Loan Prediction App | Vincent Cheng Yun Sheng

I designed this project with the purposes of using AWS RDS to host the data, AutoGluon for building Machine Learning model and Flask for the app. The use case for this project is to predict whether loan will be paid off.

App

GitHub

Tech Stack

Frontend: Flask
Database: AWS RDS (MariaDB)
File Storage: AWS S3
Machine Learning: AutoGluon
Deployment: Render

Flask was chosen for frontend as it was a popular app building framework for Python. RDS was chosen for the database as it is also a popular platform to deploy database. MariaDB variant was chosen due to my own familiarity. AutoGluon was chosen as the AutoML framework due to its popularity. Render was chosen as the deployment platform due to its low cost, and it includes recent Python libraries.

Architecture

Step 1: Searching for Open Source Data

I started by searching available data for this project. I found the PKDD’99 Financial dataset from CTU Relational Dataset Repository. This dataset consists of 606 successful and 76 not successful loans along with their information and transactions.
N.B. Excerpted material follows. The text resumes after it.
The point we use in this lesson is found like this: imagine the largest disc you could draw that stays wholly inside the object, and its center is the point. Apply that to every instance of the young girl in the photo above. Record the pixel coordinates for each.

There are 8 tables in this dataset. For this project, this dataset was filtered to only finished loans.

Step 2: Download Dataset

I used MySQL Workbench to connect to the CTU Relational database and exported the dataset in SQL dump format.

Step 3: Setting up RDS Instance

Next, I created a db.t4g.micro instance running MariaDB as this is under AWS free tier and is sufficient for this project. I set up a EC2 instance as a bastion host to connect to the RDS instance because the RDS instance is provisioned in private network. This is best practice as RDS instance should not be reachable over public network for security purpose. I connected to the RDS instance and uploaded the dataset.

Step 4: EDA

To create the machine learning model, I performed EDA using Jupyter notebook to understand the dataset and what can be used as features. I used my device to connect to the EC2 instance to connect to the RDS instance. This method only works for querying small size of data. This means that only aggregation and dataset preview is feasible for this method. EDA is performed to understand the distribution of the data, for example count of card types.
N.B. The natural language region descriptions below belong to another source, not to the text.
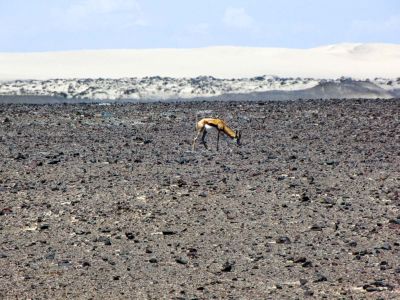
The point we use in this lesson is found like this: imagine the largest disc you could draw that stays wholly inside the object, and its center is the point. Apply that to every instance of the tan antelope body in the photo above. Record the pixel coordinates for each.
(206, 124)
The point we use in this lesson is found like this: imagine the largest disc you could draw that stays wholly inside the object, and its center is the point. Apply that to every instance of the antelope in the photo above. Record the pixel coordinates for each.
(206, 124)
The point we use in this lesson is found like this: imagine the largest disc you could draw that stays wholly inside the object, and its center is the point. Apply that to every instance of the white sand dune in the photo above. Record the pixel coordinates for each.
(354, 60)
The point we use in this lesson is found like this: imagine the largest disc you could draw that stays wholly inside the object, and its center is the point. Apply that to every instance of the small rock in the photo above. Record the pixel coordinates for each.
(320, 278)
(64, 263)
(283, 240)
(395, 221)
(227, 266)
(20, 156)
(6, 211)
(304, 198)
(168, 232)
(181, 261)
(54, 161)
(316, 227)
(129, 235)
(307, 264)
(44, 226)
(85, 264)
(386, 246)
(332, 162)
(300, 260)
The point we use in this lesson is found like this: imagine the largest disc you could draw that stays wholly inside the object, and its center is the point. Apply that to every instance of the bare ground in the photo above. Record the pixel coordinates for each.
(100, 202)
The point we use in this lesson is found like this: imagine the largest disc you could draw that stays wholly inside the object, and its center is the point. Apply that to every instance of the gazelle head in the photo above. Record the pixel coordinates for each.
(238, 136)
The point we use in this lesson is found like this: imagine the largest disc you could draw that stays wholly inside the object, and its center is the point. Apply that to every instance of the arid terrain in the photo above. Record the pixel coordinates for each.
(110, 202)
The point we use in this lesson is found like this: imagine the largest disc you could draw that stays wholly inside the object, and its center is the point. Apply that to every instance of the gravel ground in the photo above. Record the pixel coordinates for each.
(100, 202)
Example EDA: Loan Amount by Status

Step 5: Export Data from RDS to S3

To train the model on the dataset, all the dataset was exported from RDS to S3. A database snapshot was created, and the snapshot data was exported to a S3 bucket.

Step 6: Feature Engineering

Initially, I tried to create the features myself and train the model. However, the result was not satisfactory as it always predicts that the loan will be paid off. Hence, I used the features from this article by Zhou (Joe) Xu.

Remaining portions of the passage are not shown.